Canandaigua, N.Y.— During the winter, gas prices are typically low. That’s why the sudden jump in gas prices nationwide was unexpected.
In the Rochester area, gas prices are averaging at $3.96 per gallon. Many gas stations are already past the $4.00 mark.
For Todd Tarantello, the owner of Pizanos Pizza and The Villager Diner in Canandaigua, the increasing cost of gas over the last few weeks has been painful.
“Once you see that initial climb on the gas, you're like, ‘Okay. Here we go,’” he said. “As soon as gas goes over $4, everyone gets tighter [with their money] and everything gets tighter.”
The high gas prices are affecting Tarantello’s business during a time of the year that’s already slow in Canandaigua. People don’t start flocking to the lake until the spring.

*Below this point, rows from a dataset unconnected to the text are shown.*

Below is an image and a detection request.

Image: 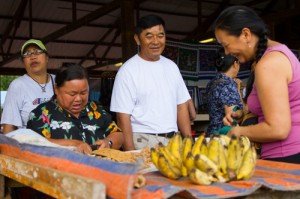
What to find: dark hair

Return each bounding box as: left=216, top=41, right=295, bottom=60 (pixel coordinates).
left=55, top=64, right=89, bottom=88
left=212, top=6, right=268, bottom=99
left=215, top=51, right=238, bottom=72
left=135, top=15, right=165, bottom=35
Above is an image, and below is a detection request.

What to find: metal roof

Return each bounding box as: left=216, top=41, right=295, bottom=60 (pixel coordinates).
left=0, top=0, right=300, bottom=74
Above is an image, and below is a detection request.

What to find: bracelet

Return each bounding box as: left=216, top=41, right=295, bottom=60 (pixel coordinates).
left=108, top=140, right=113, bottom=148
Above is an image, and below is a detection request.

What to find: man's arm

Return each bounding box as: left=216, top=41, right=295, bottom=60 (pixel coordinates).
left=177, top=102, right=192, bottom=137
left=117, top=113, right=135, bottom=151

Tarantello says each of his 15 food suppliers are tacking on more delivery fees and his employees are also being affected.
“When our pizza delivery driver takes the food [to a customers home], they are taking the food eight to ten miles round trip, which is half a gallon or three quarters of a gallon of gas and they are only getting a dollar tip.”
When gas prices go up, the customers also tend to stay at home.
“People you used to see three or four times a week, you only see two times a week because the money gets tighter,” Tarantello says. “They are spending money trying to get to where they have to go.”
The increasing cost of food is also adding to the problem. Tarnatello says everything costs more.
“Pretty soon we're going to have to put the menu up on a chalkboard because the prices change so fast,” he explained.
It’s a reality Patricia Hotchkiss is also facing. She has owned Patty’s Place in Canandaigua for 19 years. In the last five years, she hasn’t raised prices once but that’s about to change. She plans on increasing prices by a few cents and she hopes her customers will understand.
“It's discouraging,” she said. “I mean you work that hard all these years and it's discouraging.”
She says her suppliers have also added an extra $2 to $3 to their delivery fees and the cost of running her business is growing.
“I've never felt this scared. I'll be honest with you. I'm scared.”
Both Hotchkiss and Tarantello hope that the spring and summer brings in big business to help make up for the winter.